SNR calculation with IMRPhenomHM - JAMSADIQ/LISAPopulationAnalysis GitHub Wiki
I used posterior samples for each events for all parameters, intrinsic (M, q, z, Xi1, Xi2), extrinsic(No MonteCarlo) and use script to compute the optimal SNR using lisabeta. The waveform model is IMRPhenomHM
Large mass ratio and high redshift posteriors
There are some events which have posterior samples with large mass ratio (q > 100) and redshift (z > 30) and for which SNR values are very small. These events are following.

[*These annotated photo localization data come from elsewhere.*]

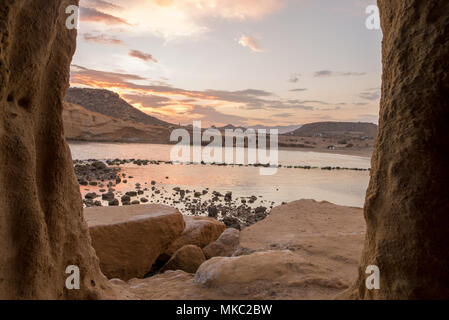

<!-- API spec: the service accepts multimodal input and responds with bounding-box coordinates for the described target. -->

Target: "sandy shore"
[279,145,373,157]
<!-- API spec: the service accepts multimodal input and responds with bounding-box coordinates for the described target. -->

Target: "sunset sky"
[71,0,382,127]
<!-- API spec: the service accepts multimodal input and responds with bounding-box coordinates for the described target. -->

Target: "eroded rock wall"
[0,0,111,299]
[353,0,449,299]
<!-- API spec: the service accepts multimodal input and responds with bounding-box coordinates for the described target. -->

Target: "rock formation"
[350,0,449,299]
[160,245,206,274]
[160,216,226,262]
[84,205,185,280]
[0,0,117,299]
[203,228,240,259]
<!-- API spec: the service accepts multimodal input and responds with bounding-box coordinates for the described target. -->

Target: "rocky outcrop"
[0,0,117,299]
[350,0,449,299]
[160,216,226,262]
[63,102,172,143]
[85,205,185,280]
[203,228,240,259]
[160,245,206,274]
[65,87,171,127]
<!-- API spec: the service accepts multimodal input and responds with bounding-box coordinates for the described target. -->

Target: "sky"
[70,0,382,127]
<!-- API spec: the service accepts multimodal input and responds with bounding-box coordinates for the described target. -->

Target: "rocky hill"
[63,102,172,143]
[65,87,172,127]
[288,122,378,138]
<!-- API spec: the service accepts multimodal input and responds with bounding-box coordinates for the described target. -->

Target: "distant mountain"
[248,124,303,134]
[214,124,247,131]
[287,121,378,138]
[65,87,173,128]
[211,124,302,134]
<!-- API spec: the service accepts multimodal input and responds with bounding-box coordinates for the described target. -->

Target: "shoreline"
[67,139,373,159]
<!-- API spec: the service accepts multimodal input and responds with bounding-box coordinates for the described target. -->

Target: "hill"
[65,87,172,127]
[63,102,172,143]
[288,122,378,138]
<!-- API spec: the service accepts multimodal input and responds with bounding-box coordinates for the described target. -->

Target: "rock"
[255,206,266,214]
[131,200,140,205]
[348,0,449,300]
[85,192,98,200]
[203,228,240,259]
[126,191,137,197]
[161,216,226,262]
[222,216,241,230]
[85,205,185,280]
[160,245,206,274]
[224,192,232,202]
[0,0,113,299]
[195,250,348,290]
[92,161,107,170]
[102,192,115,201]
[108,199,119,206]
[121,195,131,202]
[207,205,218,218]
[141,198,149,203]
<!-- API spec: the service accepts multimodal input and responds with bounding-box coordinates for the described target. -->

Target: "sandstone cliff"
[0,0,116,299]
[349,0,449,299]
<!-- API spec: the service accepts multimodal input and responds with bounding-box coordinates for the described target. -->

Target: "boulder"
[85,204,185,280]
[161,216,226,262]
[160,245,206,274]
[195,250,348,290]
[203,228,240,259]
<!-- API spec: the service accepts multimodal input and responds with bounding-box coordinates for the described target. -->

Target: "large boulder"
[203,228,240,259]
[195,250,348,291]
[85,205,185,280]
[161,216,226,261]
[160,245,206,274]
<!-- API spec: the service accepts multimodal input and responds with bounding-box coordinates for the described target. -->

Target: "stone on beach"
[160,216,226,262]
[202,228,240,259]
[160,245,206,274]
[84,204,185,280]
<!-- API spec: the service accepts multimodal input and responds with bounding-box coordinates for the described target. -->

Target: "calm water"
[69,142,371,208]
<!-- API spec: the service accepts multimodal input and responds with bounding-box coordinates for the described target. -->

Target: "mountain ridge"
[65,87,173,128]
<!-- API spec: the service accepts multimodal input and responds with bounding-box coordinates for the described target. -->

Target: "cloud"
[188,105,255,126]
[288,73,301,83]
[82,33,124,45]
[238,35,263,52]
[129,50,158,63]
[70,65,147,88]
[314,70,367,77]
[272,112,294,118]
[79,6,130,25]
[123,93,171,107]
[84,0,284,40]
[289,88,307,92]
[358,87,381,101]
[69,65,318,113]
[81,0,123,11]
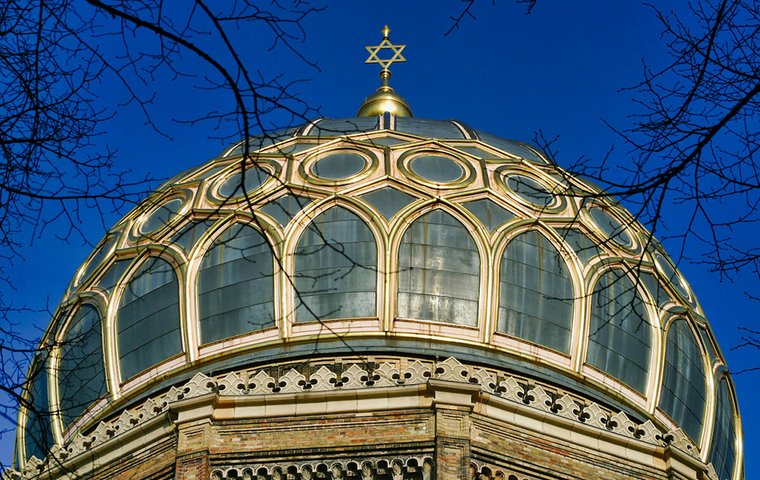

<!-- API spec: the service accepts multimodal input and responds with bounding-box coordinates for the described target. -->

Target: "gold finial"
[358,25,413,117]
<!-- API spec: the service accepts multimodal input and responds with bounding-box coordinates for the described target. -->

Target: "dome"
[15,115,742,480]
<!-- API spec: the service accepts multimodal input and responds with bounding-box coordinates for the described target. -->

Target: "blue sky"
[3,1,757,476]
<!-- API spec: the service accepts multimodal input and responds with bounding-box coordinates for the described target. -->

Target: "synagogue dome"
[14,27,743,480]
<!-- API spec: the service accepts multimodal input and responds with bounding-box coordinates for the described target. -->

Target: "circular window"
[506,174,554,207]
[588,207,634,248]
[654,252,692,301]
[312,152,367,180]
[409,155,464,183]
[218,167,269,199]
[141,198,184,234]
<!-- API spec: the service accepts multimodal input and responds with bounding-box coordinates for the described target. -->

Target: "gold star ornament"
[365,25,406,71]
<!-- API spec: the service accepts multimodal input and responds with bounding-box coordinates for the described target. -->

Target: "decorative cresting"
[357,25,412,117]
[6,357,706,480]
[212,456,434,480]
[16,118,741,479]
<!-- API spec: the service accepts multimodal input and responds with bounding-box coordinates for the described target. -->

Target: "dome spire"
[357,25,413,118]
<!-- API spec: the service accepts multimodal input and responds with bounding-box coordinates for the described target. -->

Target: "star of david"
[365,38,406,70]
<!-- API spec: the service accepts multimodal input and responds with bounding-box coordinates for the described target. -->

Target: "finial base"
[357,86,413,117]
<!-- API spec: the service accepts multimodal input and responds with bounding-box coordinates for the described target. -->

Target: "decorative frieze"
[9,356,703,480]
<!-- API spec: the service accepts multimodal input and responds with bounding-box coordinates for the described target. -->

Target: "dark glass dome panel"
[556,228,600,265]
[589,207,633,248]
[506,175,554,207]
[58,305,106,428]
[198,224,275,344]
[261,194,312,227]
[709,378,737,480]
[498,231,574,353]
[475,131,550,164]
[397,210,479,326]
[410,155,463,183]
[313,153,367,179]
[306,117,379,137]
[360,187,416,220]
[658,319,707,442]
[218,168,269,199]
[141,198,184,234]
[395,118,467,139]
[172,220,217,253]
[23,358,54,461]
[117,257,182,380]
[462,199,514,232]
[587,270,652,393]
[294,207,377,322]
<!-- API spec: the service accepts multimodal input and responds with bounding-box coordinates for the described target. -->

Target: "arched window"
[198,224,274,344]
[658,319,707,442]
[498,231,574,353]
[709,378,737,480]
[58,305,107,428]
[587,269,651,393]
[397,210,479,326]
[117,257,182,380]
[294,207,377,322]
[23,356,54,461]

- catalog_1_yrs.txt.92.87.h5
- catalog_1_yrs.txt.92.195.h5
- catalog_1_yrs.txt.92.332.h5
- catalog_1_yrs.txt.92.377.h5
The plots for SNR as function of mass ratio and redshift are here
Posteriors with nan SNR
There are few samples in events below where SNR output was nan. I add the index of that parameter from .h5 file. I notices that if I change "timetomerger_max" in my waveform_params_mbhb dictionary (from default value 4 to value 1), these parameters give reasonable SNR value but than some other parameter values give nan and I did not understand that part.
- catalog_1_yrs.txt.92.203.h5 , index 6600
- catalog_1_yrs.txt.92.15.h5 , index 27132
- catalog_1_yrs.txt.92.172.h5 , index 6657
- catalog_1_yrs.txt.92.119.h5 , index 11695
The one common features in SNRs on samples for these files is that there are few SNR values which are too high compared to the most other samples and one event plot is here to check it.